Following this week’s successful three-day drive for checking bogus students and schools across the state, the state government may conduct a similar exercise for senior colleges.
The schools – government-owned and private, aided and non-aided -- were checked to assess the strength of students based on which managements seek salary and other grants from the government. The drive, conducted between October 3 and 5, revealed that 1,700 schools had only nine students each but they claimed grants by tweaking numbers.
Non-aided private schools, aided ashram (tribal) schools and hostels were also checked simultaneously so that the students from these schools were not seated in the other schools.
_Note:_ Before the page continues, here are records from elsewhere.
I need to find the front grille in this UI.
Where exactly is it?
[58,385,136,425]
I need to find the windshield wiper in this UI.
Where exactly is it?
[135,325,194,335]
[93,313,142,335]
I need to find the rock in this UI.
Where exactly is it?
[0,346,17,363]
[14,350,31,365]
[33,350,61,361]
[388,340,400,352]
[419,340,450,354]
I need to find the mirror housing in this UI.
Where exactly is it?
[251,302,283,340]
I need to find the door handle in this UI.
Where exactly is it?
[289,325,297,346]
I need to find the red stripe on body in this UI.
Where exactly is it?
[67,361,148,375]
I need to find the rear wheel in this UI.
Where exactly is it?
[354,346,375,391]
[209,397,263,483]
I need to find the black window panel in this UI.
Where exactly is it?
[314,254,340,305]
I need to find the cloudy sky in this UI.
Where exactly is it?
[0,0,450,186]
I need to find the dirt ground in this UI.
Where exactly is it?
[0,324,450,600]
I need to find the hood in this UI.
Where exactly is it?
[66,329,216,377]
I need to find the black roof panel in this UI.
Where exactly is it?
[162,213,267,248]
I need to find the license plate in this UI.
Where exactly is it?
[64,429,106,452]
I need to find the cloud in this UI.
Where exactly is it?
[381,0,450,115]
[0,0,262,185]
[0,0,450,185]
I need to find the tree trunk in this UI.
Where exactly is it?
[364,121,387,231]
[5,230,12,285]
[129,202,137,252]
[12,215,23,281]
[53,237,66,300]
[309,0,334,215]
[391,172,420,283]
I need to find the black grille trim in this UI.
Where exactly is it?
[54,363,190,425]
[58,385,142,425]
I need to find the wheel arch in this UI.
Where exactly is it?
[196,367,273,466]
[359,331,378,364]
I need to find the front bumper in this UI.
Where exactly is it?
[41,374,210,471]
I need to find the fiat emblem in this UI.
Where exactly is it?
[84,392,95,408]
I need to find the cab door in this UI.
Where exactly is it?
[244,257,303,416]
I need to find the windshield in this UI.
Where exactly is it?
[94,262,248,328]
The need for such a drive was felt when the administration of Nanded in Marathwada found around 1.2 lakh bogus students enrolled in the district last week. The loss to the exchequer in Nanded district alone was pegged at Rs150 crore per year. And going by the state government’s annual expenditure on school education – it spends around Rs1,000 on each student – the aggregated annual loss could be Rs2,500-2,600 crore, said a senior education department official, on condition of anonymity.
Officials in Mantralaya suspect that the scam in degree colleges could be even bigger because college teachers’ salaries are much higher than their counterparts in schools. Other grants are also higher.
Higher and technical education minister Rajesh Tope, therefore, wants to verify the colleges governed by his department. “We will come out with our own plan after discussing it with UGC (University Grants Commission),” Tope said from Aurangabad.
Officials said the UGC needs to be involved in this because it contributes significantly to college grants. Meanwhile, school education minister Rajendra Darda is expected to get a final report on drive conducted in schools by October 10.